I've used spackle for 36 years without too many problems. The problem may be your technique. For small holes I use a 1" putty knife........a plastic version is even better because it allows you to push the spackle deep into the hole. It takes 2 or 3 very firm coats of spackle to really fill the hole without shrinking. Nail holes can be tricky because they form a bit of a lip around the hole which catches your putty knife and leaves low spots. To eliminate the lip, you can sand it off, or, what I do is use a Phillips head screwdriver to slightly enlarge the hole and that pushes that lip into the hole giving you a nice, flat surface to fill the hole. 

Another way to fill holes is to put one light coat on, let dry, and then put a sloppy, heavy coat on, allow that to dry, then sand off all the excess.

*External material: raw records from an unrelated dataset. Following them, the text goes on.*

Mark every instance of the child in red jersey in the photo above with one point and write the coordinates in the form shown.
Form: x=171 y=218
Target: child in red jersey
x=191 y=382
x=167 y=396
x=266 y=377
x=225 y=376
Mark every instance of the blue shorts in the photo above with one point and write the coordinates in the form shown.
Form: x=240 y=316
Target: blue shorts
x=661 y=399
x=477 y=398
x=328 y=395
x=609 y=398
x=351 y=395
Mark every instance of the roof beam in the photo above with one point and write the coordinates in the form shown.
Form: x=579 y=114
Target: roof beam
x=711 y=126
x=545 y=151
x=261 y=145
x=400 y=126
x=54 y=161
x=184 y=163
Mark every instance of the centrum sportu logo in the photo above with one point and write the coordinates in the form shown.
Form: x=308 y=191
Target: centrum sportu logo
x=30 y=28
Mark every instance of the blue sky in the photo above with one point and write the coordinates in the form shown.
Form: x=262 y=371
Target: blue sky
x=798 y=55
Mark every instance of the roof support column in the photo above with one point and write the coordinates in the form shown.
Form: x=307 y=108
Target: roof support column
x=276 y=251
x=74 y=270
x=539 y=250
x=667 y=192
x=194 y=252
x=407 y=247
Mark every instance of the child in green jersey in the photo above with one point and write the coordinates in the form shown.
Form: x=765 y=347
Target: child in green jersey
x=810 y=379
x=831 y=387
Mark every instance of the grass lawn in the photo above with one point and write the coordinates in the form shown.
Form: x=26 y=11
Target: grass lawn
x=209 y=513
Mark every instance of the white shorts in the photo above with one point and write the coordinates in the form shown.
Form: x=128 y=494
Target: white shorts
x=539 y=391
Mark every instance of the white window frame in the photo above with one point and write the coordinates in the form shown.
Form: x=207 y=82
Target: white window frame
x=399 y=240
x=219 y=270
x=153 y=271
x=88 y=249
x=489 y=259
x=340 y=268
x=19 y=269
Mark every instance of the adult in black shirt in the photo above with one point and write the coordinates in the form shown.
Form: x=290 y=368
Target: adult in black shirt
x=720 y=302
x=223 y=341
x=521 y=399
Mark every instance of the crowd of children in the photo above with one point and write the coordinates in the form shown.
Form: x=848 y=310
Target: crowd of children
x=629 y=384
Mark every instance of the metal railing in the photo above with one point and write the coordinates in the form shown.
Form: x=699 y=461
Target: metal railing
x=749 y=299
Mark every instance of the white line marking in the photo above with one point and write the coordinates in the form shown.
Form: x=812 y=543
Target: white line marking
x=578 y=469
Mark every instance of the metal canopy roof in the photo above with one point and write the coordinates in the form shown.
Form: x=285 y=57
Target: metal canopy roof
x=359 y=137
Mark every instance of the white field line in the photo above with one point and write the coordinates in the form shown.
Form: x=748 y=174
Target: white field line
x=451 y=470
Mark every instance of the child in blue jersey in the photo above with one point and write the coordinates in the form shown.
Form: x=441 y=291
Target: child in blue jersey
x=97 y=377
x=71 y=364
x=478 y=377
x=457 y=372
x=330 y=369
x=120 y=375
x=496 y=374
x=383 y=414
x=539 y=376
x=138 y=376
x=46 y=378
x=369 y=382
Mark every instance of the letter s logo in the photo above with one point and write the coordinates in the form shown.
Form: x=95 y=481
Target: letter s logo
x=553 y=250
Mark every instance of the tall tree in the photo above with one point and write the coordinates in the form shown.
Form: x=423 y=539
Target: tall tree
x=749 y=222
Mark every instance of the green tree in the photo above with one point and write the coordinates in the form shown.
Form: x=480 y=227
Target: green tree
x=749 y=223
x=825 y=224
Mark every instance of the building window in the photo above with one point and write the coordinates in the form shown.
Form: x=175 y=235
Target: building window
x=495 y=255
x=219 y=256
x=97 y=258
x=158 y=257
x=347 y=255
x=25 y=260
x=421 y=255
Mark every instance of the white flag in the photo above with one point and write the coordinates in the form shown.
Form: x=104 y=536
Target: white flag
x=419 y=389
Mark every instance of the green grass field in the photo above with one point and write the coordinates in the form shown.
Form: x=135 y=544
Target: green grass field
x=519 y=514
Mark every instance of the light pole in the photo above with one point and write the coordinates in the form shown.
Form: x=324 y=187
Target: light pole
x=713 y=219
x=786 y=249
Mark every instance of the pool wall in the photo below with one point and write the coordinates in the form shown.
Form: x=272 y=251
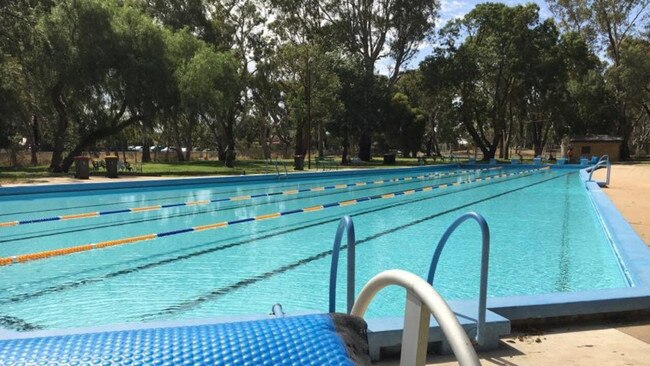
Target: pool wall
x=635 y=262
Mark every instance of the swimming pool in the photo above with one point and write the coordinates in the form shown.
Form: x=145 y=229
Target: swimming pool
x=546 y=238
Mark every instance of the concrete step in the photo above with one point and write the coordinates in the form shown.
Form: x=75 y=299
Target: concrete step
x=386 y=333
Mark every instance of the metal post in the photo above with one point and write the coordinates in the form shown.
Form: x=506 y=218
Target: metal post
x=485 y=256
x=308 y=111
x=415 y=334
x=345 y=224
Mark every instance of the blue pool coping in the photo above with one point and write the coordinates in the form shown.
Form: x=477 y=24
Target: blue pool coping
x=634 y=259
x=632 y=252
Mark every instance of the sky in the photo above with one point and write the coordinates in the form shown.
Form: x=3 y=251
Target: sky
x=450 y=9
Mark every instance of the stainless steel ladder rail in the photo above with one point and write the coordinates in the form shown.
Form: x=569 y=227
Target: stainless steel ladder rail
x=345 y=225
x=603 y=162
x=485 y=256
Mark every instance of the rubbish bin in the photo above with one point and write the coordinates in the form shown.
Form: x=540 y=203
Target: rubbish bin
x=389 y=158
x=82 y=171
x=111 y=166
x=298 y=162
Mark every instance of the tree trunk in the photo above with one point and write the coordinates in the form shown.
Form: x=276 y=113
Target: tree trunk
x=60 y=131
x=146 y=150
x=34 y=140
x=92 y=138
x=365 y=144
x=301 y=143
x=229 y=130
x=264 y=141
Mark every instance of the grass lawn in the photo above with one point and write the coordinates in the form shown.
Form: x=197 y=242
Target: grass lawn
x=34 y=174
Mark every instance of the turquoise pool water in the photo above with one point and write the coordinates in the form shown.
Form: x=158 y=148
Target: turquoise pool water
x=546 y=238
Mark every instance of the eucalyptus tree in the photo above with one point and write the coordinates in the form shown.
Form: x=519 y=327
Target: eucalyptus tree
x=379 y=29
x=103 y=68
x=634 y=74
x=482 y=58
x=609 y=25
x=23 y=111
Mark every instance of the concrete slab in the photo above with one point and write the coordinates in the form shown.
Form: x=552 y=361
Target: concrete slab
x=586 y=345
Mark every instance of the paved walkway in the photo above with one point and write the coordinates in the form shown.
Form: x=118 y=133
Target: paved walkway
x=606 y=344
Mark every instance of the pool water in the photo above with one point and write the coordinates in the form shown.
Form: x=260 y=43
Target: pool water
x=546 y=238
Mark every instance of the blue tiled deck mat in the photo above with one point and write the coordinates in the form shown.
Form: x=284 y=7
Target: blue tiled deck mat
x=301 y=340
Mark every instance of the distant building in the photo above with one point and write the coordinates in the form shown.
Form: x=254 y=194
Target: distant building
x=595 y=145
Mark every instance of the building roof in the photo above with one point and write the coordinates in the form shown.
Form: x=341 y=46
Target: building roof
x=597 y=138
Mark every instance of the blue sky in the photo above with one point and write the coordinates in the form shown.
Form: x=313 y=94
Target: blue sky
x=450 y=9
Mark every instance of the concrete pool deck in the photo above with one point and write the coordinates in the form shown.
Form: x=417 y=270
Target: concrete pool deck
x=611 y=343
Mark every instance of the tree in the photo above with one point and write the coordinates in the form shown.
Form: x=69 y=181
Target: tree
x=103 y=68
x=377 y=29
x=482 y=59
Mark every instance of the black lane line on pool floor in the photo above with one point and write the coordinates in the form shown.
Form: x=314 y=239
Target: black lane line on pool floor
x=288 y=184
x=17 y=324
x=187 y=305
x=562 y=282
x=79 y=283
x=202 y=211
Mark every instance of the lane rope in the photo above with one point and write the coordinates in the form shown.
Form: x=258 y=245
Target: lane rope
x=141 y=238
x=86 y=215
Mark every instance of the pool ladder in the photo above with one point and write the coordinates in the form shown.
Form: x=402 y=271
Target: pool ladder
x=603 y=162
x=416 y=318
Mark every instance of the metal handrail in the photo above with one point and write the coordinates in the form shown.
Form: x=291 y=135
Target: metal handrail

Now, for cracks and holes bigger than a 1/4", you should use a quick-setting joint compound type product, but, that's a whole 'other ball of wax.


----------



## jerkbag (Jan 6, 2014)

Ah -- sounds like it's my technique then. Thanks for this info!


----------



## MTN REMODEL LLC (Sep 11, 2010)

I really like MH Ready Patch.... give it a try... fast dry...excellent sanding...good streagnth... no shrinkage....

Best


----------



## Jmayspaint (May 4, 2013)

Dap Crackshot is by far my favorite spackle. It's a heavy vinyl that doesn't shrink much as it dries. Also, it's not prone to flash under paint.


----------



## Nestor_Kelebay (Jun 17, 2008)

I use Synko ProSet 90 Lite Sand. Home Depot sells it as a powder in a bag, but I was using it before there was even a Home Depot store in Winnipeg.

Every joint compound I've ever used shrinks as it dries. So you need to plan on applying at least a second coat to fill in the shrinkage, and often a third is called for.

And ALWAYS ALWAYS ALWAYS work with a bright light shining at a sharp angle to the work area to exagerate the roughness of your work. When your plastering look "OK, kinda", under such critical lighting, it'll look pretty good under normal lighting. When it looks pretty good under critical lighting, it'll look perfect under normal lighting.


----------



## lenaitch (Feb 10, 2014)

Gymschu said:


> Nail holes can be tricky because they form a bit of a lip around the hole which catches your putty knife and leaves low spots. To eliminate the lip, you can sand it off, or, what I do is use a Phillips head screwdriver to slightly enlarge the hole and that pushes that lip into the hole giving you a nice, flat surface to fill the hole.


The lips are caused when you pull a nail or something out of the dry wall or sometimes a cut edge. I've found a very light tap with peen-end of a ball peen hammer or even push in with the butt of the putty knife will create a little dimple around holes being filled.


----------



## ToolSeeker (Sep 19, 2012)

That 90 minute powder is hot mud. It's hard to use, hard to sand, (why it's always recommended to be finished with pre-mixed) and prone to flashing. Seems like it would be way overkill for a very small repair.


----------



## JourneymanBrian (Apr 1, 2015)

Why dont you just buy a small bag of gypsum plaster?


----------